Brian Molefe picked 'unsuitable' China South Rail locomotives for contract
The commission of inquiry into state capture heard from previous witnesses how Gupta-linked companies received significant so-called success fees for sealing Transnet's deal with China South Rail.
PRETORIA - A former strategic manager at Transnet described how former group chief executive Brian Molefe unilaterally rejected his proposal to purchase a specific locomotive for coal hauling and opted instead for a Chinese manufacturer that was not fit for purpose.
Francis Callard was testifying at the state capture commission of inquiry in Parktown on Friday.
The commission heard from previous witnesses how Gupta-linked companies received significant so-called success fees for sealing Transnet's deal with China South Rail.
Callard said he and his team argued in favour of buying the locomotives from Matsui, which was already a Transnet supplier.
“We talked to the reasons that standardisation and compatibility with existing goods and services, considering that we already had 110 and we wanted to just expand the current fleet,” he said.
He said China South Rail’s product was not suitable:
“It was not a 22-ton-per-axle locomotive, it not was a heavy-haul locomotive, it was not designed for the coal line. It was specified for general freight. In short, it was not suitable for the coal line therefore, we can't move in that direction.”

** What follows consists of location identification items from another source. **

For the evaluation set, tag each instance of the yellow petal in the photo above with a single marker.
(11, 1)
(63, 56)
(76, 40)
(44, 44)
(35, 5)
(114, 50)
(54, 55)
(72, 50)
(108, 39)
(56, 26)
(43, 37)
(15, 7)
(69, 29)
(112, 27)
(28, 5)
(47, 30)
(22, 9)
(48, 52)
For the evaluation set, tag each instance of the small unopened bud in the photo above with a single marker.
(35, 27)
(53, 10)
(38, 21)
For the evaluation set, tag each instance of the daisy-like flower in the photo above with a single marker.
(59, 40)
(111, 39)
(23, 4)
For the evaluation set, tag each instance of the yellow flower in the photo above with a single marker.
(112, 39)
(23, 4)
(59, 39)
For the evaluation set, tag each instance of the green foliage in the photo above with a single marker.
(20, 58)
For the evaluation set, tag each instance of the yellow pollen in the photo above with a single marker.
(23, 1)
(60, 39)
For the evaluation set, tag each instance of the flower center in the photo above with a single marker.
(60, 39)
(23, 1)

Callard said he was at the meeting where the approved plan was to be presented.
"I received an SMS from Mr Gama. It said that Mr Brian Molefe had withdrawn the memorandum and I was to politely get out of that meeting,” he said referring to former CEO Siyabonga Gama.
Callard also described how his memo arguing against purchasing the locomotives from China South Rail was crudely edited to suggest he was in favour of the purchase.
“You are now changing the locomotive, and the country of supply. From changing the country of supply, one would change the foreign exchange rates which would be applicable, which is from Yen to dollar. But the memorandum, per se, was not changed at all,” Callard said.
China South Rail was eventually awarded the contract.